English Church Architecture -
BALDERSBY ST. JAMES, St. James (SE 366 770) (April 2013)
(Bedrock: Triassic Sherwood Sandstone Group, Red Sandstone)
This is a superb example of the work of William Butterfield (1814-1900). Indeed, almost the whole village was originally designed by him, under a rich commission from Viscount Downe, who created in the process an entirely new parish. Downe was an Oxford graduate, much influenced by the Oxford Movement, and in Butterfield he found a sympathetic architect approaching the height of his powers. For Downe, Butterfield designed not only what was in effect a town church on a greenfield site, but a school (opposite, and still in use as such), a vicarage, a lych-gate, and a number of brick cottages. In his North Riding of Yorkshire volume of “The Buildings of England” (pub. Penguin, 1966), Pevsner drew attention to the way in which Butterfieldian houses such as these, influenced Philip Webb in his designs for William Morris’s Red House at Bexleyheath (completed in 1860).
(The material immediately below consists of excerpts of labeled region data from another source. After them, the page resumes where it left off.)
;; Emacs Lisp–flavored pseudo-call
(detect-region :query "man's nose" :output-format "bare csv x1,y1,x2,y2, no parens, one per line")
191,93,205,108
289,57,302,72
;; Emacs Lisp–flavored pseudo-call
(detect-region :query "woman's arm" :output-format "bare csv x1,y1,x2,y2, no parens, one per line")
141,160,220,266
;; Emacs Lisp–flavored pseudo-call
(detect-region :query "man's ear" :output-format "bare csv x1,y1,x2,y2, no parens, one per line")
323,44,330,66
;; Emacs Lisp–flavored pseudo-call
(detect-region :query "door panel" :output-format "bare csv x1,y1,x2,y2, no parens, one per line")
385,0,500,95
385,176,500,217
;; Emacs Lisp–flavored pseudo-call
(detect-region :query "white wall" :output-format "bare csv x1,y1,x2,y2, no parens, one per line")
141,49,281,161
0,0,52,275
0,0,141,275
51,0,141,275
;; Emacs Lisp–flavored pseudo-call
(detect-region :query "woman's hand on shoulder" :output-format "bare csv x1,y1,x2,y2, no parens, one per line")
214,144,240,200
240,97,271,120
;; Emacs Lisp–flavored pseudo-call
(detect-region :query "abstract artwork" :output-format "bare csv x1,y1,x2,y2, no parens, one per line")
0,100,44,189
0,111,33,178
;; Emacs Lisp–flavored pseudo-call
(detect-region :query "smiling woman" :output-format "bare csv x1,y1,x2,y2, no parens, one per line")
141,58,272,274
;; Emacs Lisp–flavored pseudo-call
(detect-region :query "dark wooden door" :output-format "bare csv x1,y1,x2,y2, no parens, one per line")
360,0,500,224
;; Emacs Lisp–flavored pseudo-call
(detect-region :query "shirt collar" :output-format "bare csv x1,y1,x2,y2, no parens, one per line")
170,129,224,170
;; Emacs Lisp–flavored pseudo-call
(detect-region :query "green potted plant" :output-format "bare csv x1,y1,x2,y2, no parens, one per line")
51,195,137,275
St. James’s church (shown above, from the southeast) was under construction between 1855-7, contemporaneously with Butterfield’s model church of All Saints’, Margaret Street, London (1849-59), and it shares the same feature of a soaring tower and spire (its height emphasized by its slender section), the use of brick (albeit only internally at St. James’s), and the way in which the interior decoration builds to a climax as one travels from west to east. Of course, in this rural location, the degree of ornamentation is not quite that to be found at Margaret Street, but the building provides a superb example of the High Victorian style nonetheless, and wonderfully illustrates Butterfield’s ability to make all aspects of his design, work to a single effect.
St. James’s consists of a southwest tower and spire, a five-bay aisled nave, and a chancel with a lean-to N. organ chamber. Entry is gained through the tower, which joins the aisle to the south (as evident in the photograph of the W. front, above left). The external walls are constructed of rock-faced Bramley Fall stone from Leeds (a millstone grit from the Upper Carboniferous series), with contrasting dressed ashlar bands and red tiled roofs. (See the close-up of the chancel S. wall masonry, above right.) The impression the building creates is due chiefly to the height of the spire (160’ or 49 m.), the contrasting colours of the walls and roofs, and the restrained dignity of the fenestration. Windows adopt a variety of similar geometric forms, including: (i) in the aisles and clerestory, two-light windows with encircled quatrefoils or cinquefoils in the heads respectively; (ii) in the nave W. wall, two two-light windows with trefoils over, and a wheel window containing five trilobes and a cusped cinquefoil in the gable (above left); and (iii) in the chancel E. wall, a three-light window with two encircled cinquefoils and an encircled quatrefoil in the head (below left). The tower has very large bell-openings, and angle buttresses that change to clasping buttresses immediately above the entrance. The outer doorway has two orders of shafts beneath a tympanum featuring a carved quatrefoil holding a cross (shown below right), and the inner doorway has a complex profile formed of rolls, sunk quadrants and flat chamfers above a single order of shafts. The passage between the two is covered by a quadripartite stone vault with red brick spandrels.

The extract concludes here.